On the other hand, I encountered the same problem with the Lift as I did with the MX Vertical: a single point of pressure on my wrist. The Lift didn't put any pressure on the bottom of my wrist, but there was still a single point of contact between the side of my wrist and my mouse pad. As such, using the Lift still caused discomfort over time, just in a different spot than I was used to. There was no "learning curve" to holding the mouse differently; this is just the position to which I always gravitated.
I asked a Logitech representative about this, and he explained that just as a regular mouse isn't comfortable for everyone, neither is a vertical mouse. The purpose of the Lift isn't to be a panacea for everyone who's ever experienced wrist pain; it's simply another option worth exploring. As such, I'd highly recommend that you try to get your hands on the Lift, or a comparable vertical mouse, before you invest $70 in it.
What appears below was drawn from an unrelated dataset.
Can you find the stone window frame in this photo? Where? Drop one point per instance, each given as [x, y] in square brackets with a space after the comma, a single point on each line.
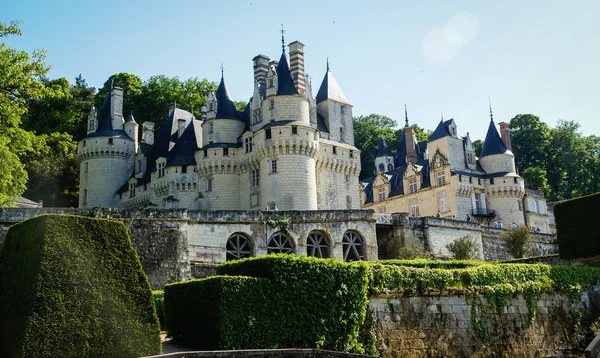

Logitech Lift review: Battery life
The battery on the Lift is a bit of a double-edged sword. Logitech advertises that the Lift can last up to 24 months on a single charge, although the company doesn't specify exactly what conditions would facilitate that. I can say that in my own testing, the charge didn't drop below 100% after a few days of sustained office use. Supposing the mouse loses about 1% of charge per week, that would indeed put it in line with Logitech's estimate.
On the other hand, having to replace batteries in a premium mouse feels a little bit outdated and wasteful. Many mice in this price range, including Logitech's own MX Anywhere 3, offer rechargeable batteries.
Logitech Lift review: Verdict
The Logitech Lift has an idiosyncratic design, which may not work for everyone. It has a few software issues to iron out, and a rechargeable battery would have been nice. Still, the Lift has an awful lot to like. From its striking design to its excellent performance to its handy extra features, the Lift is a worthwhile accessory for hardcore productivity and general computing alike.
Users with bigger hands will probably want the MX Vertical instead, while more traditional mouse fans may be better off with the Logitech MX Master 3. Otherwise, give the Lift a look if you've got small hands and/or wrist problems.